BAB 2. STUDI PUSTAKA
Sapi Bali (Bibos banteng) merupakan salah satu jenis ternak potong asli
Indonesia yang sudah beradaptasi dengan lingkungan di daerah tropis. Hal ini tercermin
dari tingginya tingkat reproduksi dan sifat yang tidak terlalu selektif terhadap pakan yang
tersedia, sehingga sapi Bali sangat berpotensi untuk ditingkatkan produktifitasnya.
Populasi sapi bali di Bali selama lima tahun terakhir sekitar 600 – 700 ribu ekor. Salah satu
faktor yang menghambat pertumbuhan populasi adalah ketersediaan bibit sapi bali yang
berkualitas masih kurang. Kondisi ini sangat menghambat peningkatan produksi ternak
dalam upaya memenuhi swasembada daging tahun 2014. Oleh karena itu perlu upaya-
upaya yang lebih riil dalam meningkatkan populasi ternak yang salah satunya adalah
menyediakan bibit ternak dengan kualitas yang baik.

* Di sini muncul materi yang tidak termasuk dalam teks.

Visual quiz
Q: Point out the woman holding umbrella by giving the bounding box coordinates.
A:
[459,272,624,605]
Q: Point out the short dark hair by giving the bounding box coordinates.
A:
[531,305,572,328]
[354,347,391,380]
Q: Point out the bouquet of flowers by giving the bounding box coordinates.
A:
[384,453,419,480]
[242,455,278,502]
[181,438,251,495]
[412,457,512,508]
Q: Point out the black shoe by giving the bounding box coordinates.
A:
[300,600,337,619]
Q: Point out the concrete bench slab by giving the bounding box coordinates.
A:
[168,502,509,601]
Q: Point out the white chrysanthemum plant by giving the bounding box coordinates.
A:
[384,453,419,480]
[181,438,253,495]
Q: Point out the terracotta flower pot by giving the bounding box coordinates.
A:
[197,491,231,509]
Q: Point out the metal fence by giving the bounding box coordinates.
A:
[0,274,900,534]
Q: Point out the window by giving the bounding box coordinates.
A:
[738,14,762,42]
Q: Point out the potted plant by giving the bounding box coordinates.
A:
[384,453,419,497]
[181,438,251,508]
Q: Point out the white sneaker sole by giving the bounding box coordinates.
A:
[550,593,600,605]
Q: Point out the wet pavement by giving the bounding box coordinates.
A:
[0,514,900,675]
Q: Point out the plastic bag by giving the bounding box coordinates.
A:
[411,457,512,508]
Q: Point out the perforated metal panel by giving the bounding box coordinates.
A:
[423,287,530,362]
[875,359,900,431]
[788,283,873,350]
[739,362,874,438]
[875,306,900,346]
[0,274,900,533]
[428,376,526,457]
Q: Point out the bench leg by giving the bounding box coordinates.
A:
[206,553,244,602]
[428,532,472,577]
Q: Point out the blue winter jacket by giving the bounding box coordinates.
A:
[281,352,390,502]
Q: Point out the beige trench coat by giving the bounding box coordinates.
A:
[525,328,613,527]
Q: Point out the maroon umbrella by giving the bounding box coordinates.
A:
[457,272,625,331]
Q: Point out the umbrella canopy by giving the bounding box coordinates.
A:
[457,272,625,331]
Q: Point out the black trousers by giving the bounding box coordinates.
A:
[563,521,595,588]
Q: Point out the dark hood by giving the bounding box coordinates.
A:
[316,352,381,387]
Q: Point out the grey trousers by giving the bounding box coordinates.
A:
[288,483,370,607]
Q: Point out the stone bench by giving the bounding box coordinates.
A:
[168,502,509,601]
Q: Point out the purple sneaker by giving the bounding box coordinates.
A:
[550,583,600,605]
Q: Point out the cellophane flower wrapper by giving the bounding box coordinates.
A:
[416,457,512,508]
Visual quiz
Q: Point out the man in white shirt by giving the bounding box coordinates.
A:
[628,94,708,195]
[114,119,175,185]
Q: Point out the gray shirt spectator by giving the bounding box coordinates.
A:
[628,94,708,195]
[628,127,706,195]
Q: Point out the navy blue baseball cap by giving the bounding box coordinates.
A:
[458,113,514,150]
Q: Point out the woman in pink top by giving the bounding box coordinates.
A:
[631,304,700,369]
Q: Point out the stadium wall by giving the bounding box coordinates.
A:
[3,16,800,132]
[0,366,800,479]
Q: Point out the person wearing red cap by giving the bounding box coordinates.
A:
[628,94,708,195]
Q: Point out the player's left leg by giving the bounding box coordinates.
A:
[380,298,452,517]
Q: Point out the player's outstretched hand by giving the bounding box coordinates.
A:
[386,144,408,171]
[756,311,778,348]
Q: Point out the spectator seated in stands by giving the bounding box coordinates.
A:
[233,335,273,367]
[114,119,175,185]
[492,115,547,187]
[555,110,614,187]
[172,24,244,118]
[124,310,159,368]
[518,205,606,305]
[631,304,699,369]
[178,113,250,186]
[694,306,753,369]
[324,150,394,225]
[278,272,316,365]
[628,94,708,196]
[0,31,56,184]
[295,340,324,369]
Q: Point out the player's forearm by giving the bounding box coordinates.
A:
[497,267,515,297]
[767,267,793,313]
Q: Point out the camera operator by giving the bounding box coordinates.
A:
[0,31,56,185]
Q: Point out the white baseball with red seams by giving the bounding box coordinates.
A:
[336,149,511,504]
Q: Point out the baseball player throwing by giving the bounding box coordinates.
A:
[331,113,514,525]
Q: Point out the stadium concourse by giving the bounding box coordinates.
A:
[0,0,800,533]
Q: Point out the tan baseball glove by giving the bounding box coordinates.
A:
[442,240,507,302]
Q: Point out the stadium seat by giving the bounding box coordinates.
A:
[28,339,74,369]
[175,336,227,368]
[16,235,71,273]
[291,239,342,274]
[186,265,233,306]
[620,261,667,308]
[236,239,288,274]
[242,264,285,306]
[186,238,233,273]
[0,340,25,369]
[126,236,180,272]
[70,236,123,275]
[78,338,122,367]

Badan Pusat Satatistik tahun 2010 menyatakan bahwa 99,81 % sapi dipelihara
secara tradisional oleh peternak kecil dengan skala 2 – 3 ekor. Dengan kondisi seperti ini
penanggulangan penyakit parasit tidak menjadi perhatian peternak. Salah satu yang
menghambat produktivitas ternak sapi adalah adanya penyakit parasit seperti cacingan atau
infeksi protozoa (Neospora caninum) yang menyebabkan gangguan reproduksi seperti
keguguran atau gangguan reproduksi lainnya.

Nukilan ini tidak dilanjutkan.